Purtroppo anche questa tua replica dimostra quanto ognuno dei tuoi interventi pecchi di pressapochismo (per capire puoi andare a http://www.demauroparavia.it) ed è pretestuoso: cerchi di sparare nel mucchio senza informazioni e soprattutto senza la necessaria cultura. Il risultato finale è quindi risibile e tu sei innocuo, non danneggi il sistema. E la riprova è che ti fanno scrivere su Flash Art…
Lasciamo perdere le elucubrazioni sulla parola innocuo..non ho capito niente di quello che hai scritto. Apparte questo io non voglio danneggiare il sistema (ma siete fissati con la rivoluzione contro il sistema!che noia..), vorrei solo creare un contesto critico totalmente assente in italia…e quindi flash art va benissimo…fino a quano accetteranno i miei pezzi, poi non ci scriverò più…

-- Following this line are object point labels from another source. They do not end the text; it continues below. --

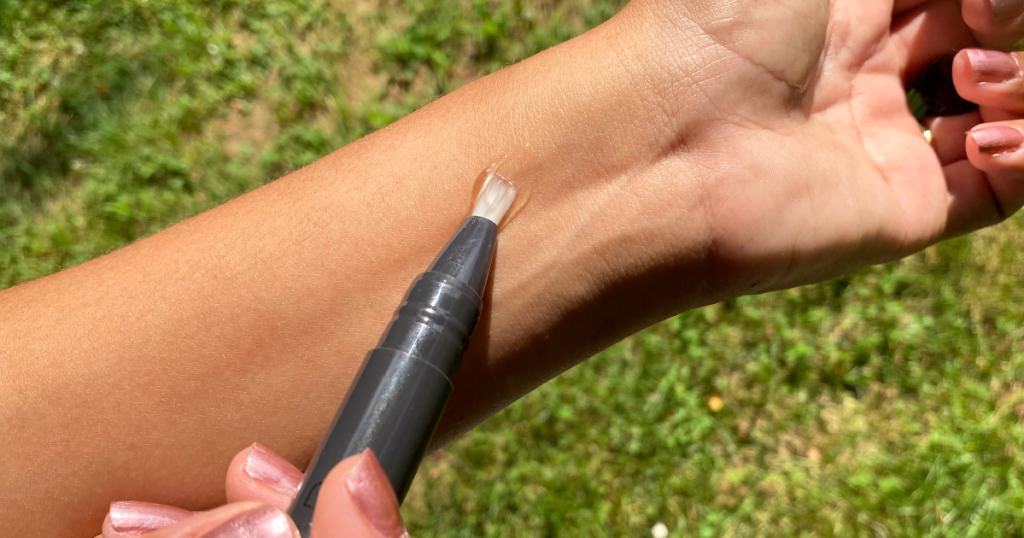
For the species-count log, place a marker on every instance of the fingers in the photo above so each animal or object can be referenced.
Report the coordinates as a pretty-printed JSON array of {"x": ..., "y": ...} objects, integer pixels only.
[
  {"x": 989, "y": 184},
  {"x": 356, "y": 501},
  {"x": 132, "y": 519},
  {"x": 927, "y": 33},
  {"x": 996, "y": 150},
  {"x": 996, "y": 24},
  {"x": 990, "y": 78},
  {"x": 257, "y": 473},
  {"x": 949, "y": 135},
  {"x": 245, "y": 520}
]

Appunto non hai capito niente. Forse invece di cercare solo di scrivere (male) dovresti studiare un po’? forse dovresti rincontrare la tua maestrina (che evidentemente odiavi tanto) e farti suggerire qualche bel libro?
Continuerai a scrivere su Flash Art finchè la gente non ti conoscerà: questo è il tuo scopo. Il contesto critico si costruisce facendo critica non polemica.